And, even when impressions about a country are accurate, it's still possible for most people living in a country to be less directly affected by things. Here in the US our government gets a lot of shit tragically wrong, on an almost daily basis... but it's also true that it is possible for most US citizens to be oblivious of these things and even if aware not be directly affected. So, if you ask the person who has a job how he thinks the economy is doing you often get a different answer than if you ask the struggling or homeless person. Neither answer might be wrong, but both are biased based on how well that person is doing within the society.

I dislike a lot of stuff within the US, but my success and failure often has little to do with the things I see as problematic. Sometimes there is overlap. But I can see how easy it would be to get an erroneous good OR bad impression of the US and take it back to your country and not realize you never saw the whole picture.

As for International relations... people tend to have opinions based on how fun they think another country might be to visit OR how fun it was to visit if they did go. Politicians and governments tends to base it on whether the other country does the thing that benefits them the way they want. So, right now Iran is going to be bad unless they do whatever the US/Israel wants.

I remember back to Saddham Hussein and Iraq. During the Reagan administration we loved Iraq because they helped us against Iran at the time. We also knew Hussein was a tyrant and abused his own people... but it wasn't until Hussein started not wanting to blindly support US policy that we turned on him and decided he was treating his people badly and had to go.

Also infamously, we essentially created the Taliban by supporting and training and supplying weapons to Afghan citizens in order to try to embarrass the Soviet Union when they were invading there... but once our interests in that conflict waned, we were all too happy to abandon Afghanistan and leave a sour taste in a lot of their mouths that eventually bred the terrorists that were behind 911 and some other things.

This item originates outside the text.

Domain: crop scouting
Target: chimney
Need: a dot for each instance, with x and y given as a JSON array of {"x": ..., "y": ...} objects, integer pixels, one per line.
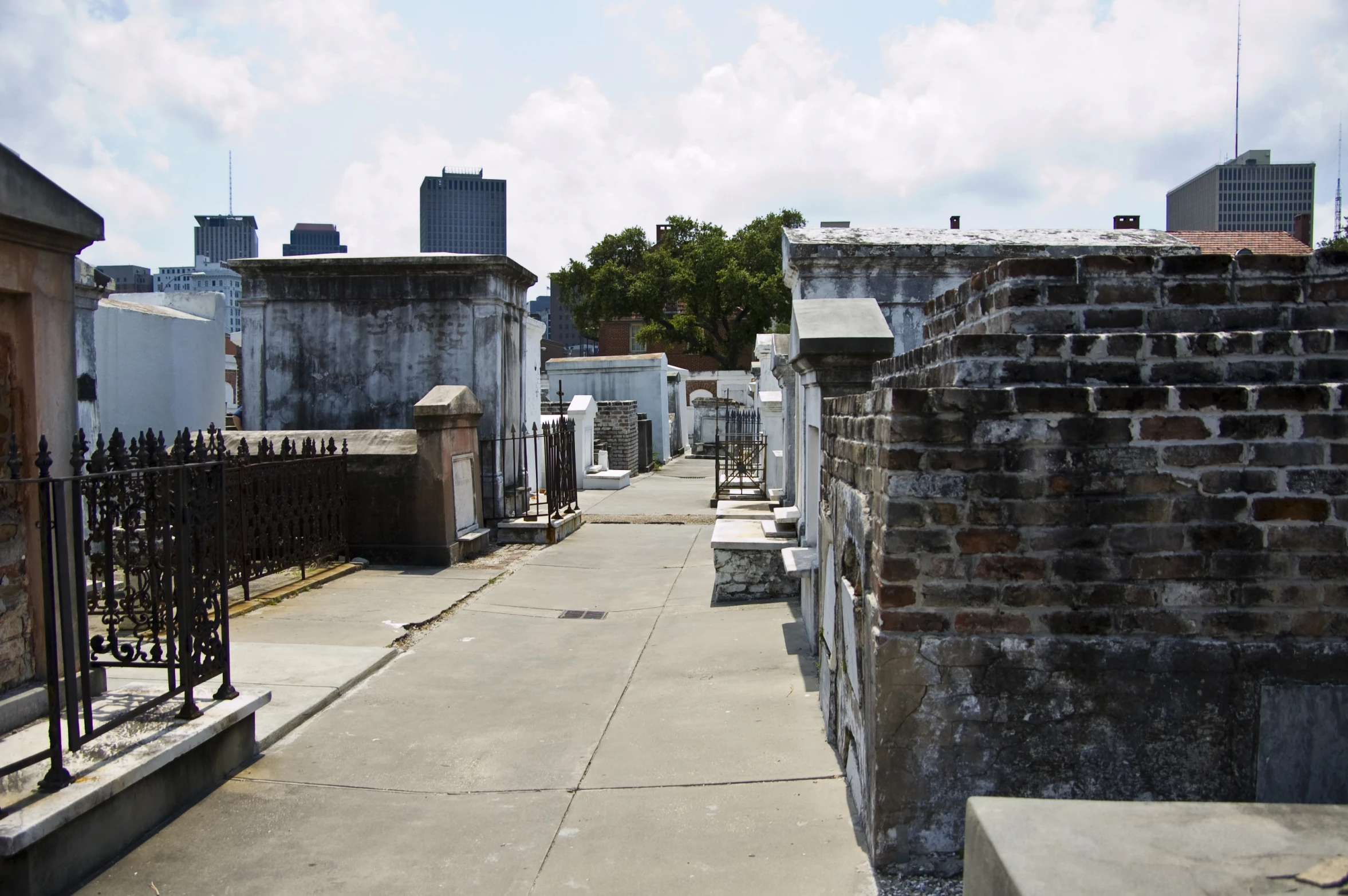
[{"x": 1301, "y": 228}]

It's hard to really know who are the good guys and who are the bad guys in a lot of conflicts. Arguably Germany was on the "good" side of WWI because they were coming to the defense of the country whose leader had been assassinated... but Germany was so crushed in WWI that it led to Hitler and the atrocities of WWII. Funnily enough, the US was kind of fine with Germany and had no interest in getting involved until Japan attacked us, forcing our hand into joining the war against Germany. But a lot of people in the US had been supporters of Germany until then.

It's all a big mess and people pick sides, and to some extent you're forced to support your country because you live there even if you don't agree with what they do. Think of Iran or any other country you might see as "the enemy" and all too often it's really just the government causing problems, and most of the citizens of the country would rather not be involved in the fuckery that they are forced to deal with because they live there.